Department if Cardiology, Rambam Health Care Campus, Haifa, Israel; Ruth and Bruce Rappaport Faculty of Medicine, Technion, Israel Institute of Technology, Israel.
Pulmonary Division, Rambam Health Care Campus, Haifa, Israel; Ruth and Bruce Rappaport Faculty of Medicine, Technion, Israel Institute of Technology, Israel.
Int J Cardiol. 2019 Sep 1;290:138-143. doi: 10.1016/j.ijcard.2019.05.016. Epub 2019 May 13.
The use of the diastolic pressure gradient (DPG) for the diagnosis of combined post- and pre-capillary pulmonary hypertension (Cpc-PH) versus isolated post-capillary pulmonary hypertension (Ipc-PH) in patients with PH due to left heart disease (PH-LHD) remains controversial. We studied the incremental prognostic information provided by DPG and potential sources of disagreements between different hemodynamic criteria for Cpc-PH.
We studied 393 patients with PH-LHD who underwent right heart catheterization and were followed for hospitalizations and all-cause mortality for a median of 53 months. Patients were classified into Ipc-PH or Cpc-PH using DPG, pulmonary vascular resistance (PVR) or transpulmonary gradient (TPG)-based criteria.
Classifying PH categories according to DPG alone was not associated with a significant difference in clinical outcomes between patients with Ipc-PH and Cpc-PH (P = 0.17). By contrast, PVR criteria alone were associated with a strong prognostic separation between Ipc-PH and Cpc-PH (P = 0.005).
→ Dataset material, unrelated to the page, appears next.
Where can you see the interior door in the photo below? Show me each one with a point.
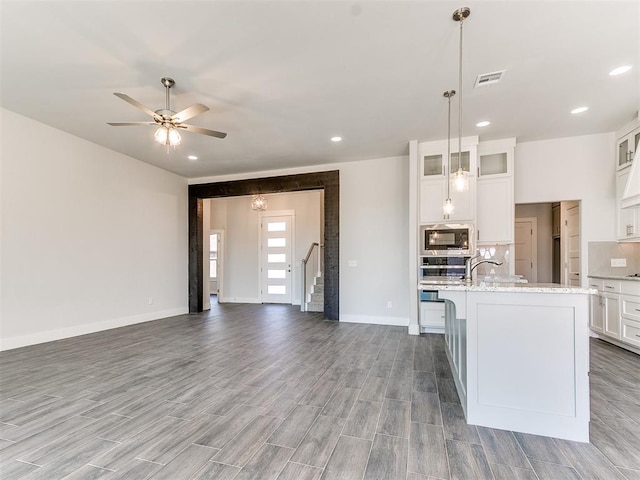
(526, 249)
(276, 259)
Adding DPG to the PVR-based classification contributed no additional prognostic information. Classifying PH using the cutoff of DPG >7 mmHg or TPG >15 mmHg, resulted in an almost perfect agreement (κ statistic 0.87; 93.4% agreement). However, in cases of disagreement, occurring with low or negative DPG values, the TPG-based classification was more likely to be correct.
The DPG does not add incremental prognostic information beyond PVR. Using DPG/PVR criteria to differentiate between Ipc-PH and Cpc-PH is equivalent to using TPG/PVR criteria with a TPG threshold >15 mmHg. However, the use of DPG for diagnostic purposes may lead to misclassification of PH when DPG is low or negative.
对于左心疾病相关肺动脉高压(PH-LHD)患者,使用舒张期压力梯度(DPG)诊断复合性毛细血管前和毛细血管后肺动脉高压(Cpc-PH)与单纯性毛细血管后肺动脉高压(Ipc-PH)仍存在争议。我们研究了 DPG 提供的增量预后信息,以及不同毛细血管前 PH 诊断标准之间的分歧来源。
我们研究了 393 例接受右心导管检查的 PH-LHD 患者,中位随访 53 个月,随访内容包括住院和全因死亡率。使用 DPG、肺血管阻力(PVR)或跨肺梯度(TPG)标准,将患者分为 Ipc-PH 或 Cpc-PH。
仅根据 DPG 分类 PH 类别与 Ipc-PH 和 Cpc-PH 患者的临床结局无显著差异(P=0.17)。相比之下,仅使用 PVR 标准即可对 Ipc-PH 和 Cpc-PH 进行强烈的预后区分(P=0.005)。将 DPG 添加到基于 PVR 的分类中并未提供额外的预后信息。使用 DPG>7mmHg 或 TPG>15mmHg 的截断值进行 PH 分类,几乎可达到完美一致性(κ 统计量 0.87;93.4%的一致性)。然而,在 DPG 值较低或为负的情况下,TPG 基于分类的分类更可能是正确的。
DPG 不能提供超过 PVR 的增量预后信息。使用 DPG/PVR 标准来区分 Ipc-PH 和 Cpc-PH 与使用 TPG/PVR 标准和 TPG 阈值>15mmHg 是等效的。但是,当 DPG 较低或为负时,DPG 用于诊断目的可能会导致 PH 的错误分类。